Because I am having the biopsy done this coming week, I cannot continue planning with my radiation oncologist at this time. It is good that she now has the images she needed to determine my scope of treatment and if it is possible to treat the tumors in my neck, but the biopsy results could change everything. The lesion on my rib is on my 8th rib, right under my left breast, so as far as I know, it is located in the previous scope of treatment done in 2019/2020.
So my oncologist and I discussed what would happen if I couldn’t have radiation treatment. As far as my neck is concerned, he doesn’t want me to have to undergo surgery, but it is a possibility that I may have to go that route. When it comes to my rib, he didn’t want to speculate on it much. I asked him if it is common for there to be one tumor in one location when it comes to bone cancer, and he said it is unusual but not impossible.

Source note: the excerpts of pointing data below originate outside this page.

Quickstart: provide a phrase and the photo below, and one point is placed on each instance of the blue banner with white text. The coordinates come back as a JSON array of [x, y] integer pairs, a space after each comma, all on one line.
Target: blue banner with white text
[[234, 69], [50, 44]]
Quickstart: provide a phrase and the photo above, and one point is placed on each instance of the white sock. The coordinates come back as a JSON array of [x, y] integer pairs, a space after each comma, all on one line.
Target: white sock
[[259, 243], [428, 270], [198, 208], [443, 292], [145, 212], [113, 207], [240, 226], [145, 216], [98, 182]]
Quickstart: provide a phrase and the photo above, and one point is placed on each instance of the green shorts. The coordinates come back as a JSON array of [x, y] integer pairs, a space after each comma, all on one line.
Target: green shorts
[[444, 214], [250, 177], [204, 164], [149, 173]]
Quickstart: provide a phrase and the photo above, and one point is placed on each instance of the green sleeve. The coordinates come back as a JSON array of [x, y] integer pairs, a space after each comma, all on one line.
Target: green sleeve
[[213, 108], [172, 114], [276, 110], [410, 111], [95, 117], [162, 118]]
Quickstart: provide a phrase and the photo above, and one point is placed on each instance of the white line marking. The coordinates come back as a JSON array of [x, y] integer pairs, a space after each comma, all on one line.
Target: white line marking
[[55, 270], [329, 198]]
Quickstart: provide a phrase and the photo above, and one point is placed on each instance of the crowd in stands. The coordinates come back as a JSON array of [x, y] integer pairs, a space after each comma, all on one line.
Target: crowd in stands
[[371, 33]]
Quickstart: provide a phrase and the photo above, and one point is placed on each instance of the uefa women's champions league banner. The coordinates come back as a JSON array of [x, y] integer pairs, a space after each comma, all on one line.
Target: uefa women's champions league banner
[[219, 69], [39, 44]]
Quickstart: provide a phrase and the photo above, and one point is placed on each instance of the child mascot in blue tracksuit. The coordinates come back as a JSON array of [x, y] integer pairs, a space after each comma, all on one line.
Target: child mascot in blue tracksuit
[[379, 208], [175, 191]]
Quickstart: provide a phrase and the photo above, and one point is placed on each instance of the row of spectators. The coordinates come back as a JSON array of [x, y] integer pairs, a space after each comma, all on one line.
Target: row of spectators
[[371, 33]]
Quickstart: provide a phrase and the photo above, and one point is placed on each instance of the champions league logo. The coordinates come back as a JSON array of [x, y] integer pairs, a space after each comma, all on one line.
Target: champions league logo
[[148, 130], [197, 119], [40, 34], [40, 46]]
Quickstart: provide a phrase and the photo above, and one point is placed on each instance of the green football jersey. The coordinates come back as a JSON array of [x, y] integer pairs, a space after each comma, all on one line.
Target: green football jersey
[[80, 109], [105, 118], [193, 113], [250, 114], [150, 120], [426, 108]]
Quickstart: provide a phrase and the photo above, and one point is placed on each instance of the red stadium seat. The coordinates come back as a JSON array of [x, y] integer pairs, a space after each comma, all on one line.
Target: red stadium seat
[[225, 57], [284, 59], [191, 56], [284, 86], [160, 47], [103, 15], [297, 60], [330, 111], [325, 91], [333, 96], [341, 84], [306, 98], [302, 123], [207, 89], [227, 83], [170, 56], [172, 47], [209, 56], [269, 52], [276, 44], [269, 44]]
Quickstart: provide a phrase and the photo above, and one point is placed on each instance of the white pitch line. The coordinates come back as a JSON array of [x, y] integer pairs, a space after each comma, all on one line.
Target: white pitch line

Yesterday my husband remembered that I had pain in my rib several months ago. While we were discussing it, I remembered that I mentioned it to my surgeon when I saw him for a follow-up appointment in September. I pointed to the location of the pain and told him that I felt a bump there as well. When he felt the spot that was hurting me, he said, “that is your rib,” and I told him that I didn’t realize it was my rib because I had never been able to feel my rib so easily when I weighed much more than I do now. He asked if I remembered bumping into something or hurting it somehow, and I couldn’t recall doing anything like that. So I felt it yesterday, and when I pressed on it, it still hurt, and the bump was slightly more significant. So now that I remember that conversation with my surgeon, I am very anxious to get the biopsy done and meet with my oncologist to discuss the results and what will happen next.
I know this might not be common, but it seems that my body will cause me random pain, and then I find a tumor one to two weeks later. It has happened to me three times in a row, so I can say without a doubt that I will never, ever ignore any pain I might have in the future, especially if it is around my bones. My experiences are listed below; I don’t believe that this is a coincidence anymore.
Pain in my lower neck, to shoulder, to the shoulder blade = breast cancer
Pain from my outer ear, up the side of my head, to the top of my head = breast cancer in the lymph nodes in my neck
Pain in the 8th rib under my breast = most likely more cancer, not sure of the type due to location
I will update again next Thursday, depending on how much pain I am in, or Friday about my biopsy. Thank you for being here!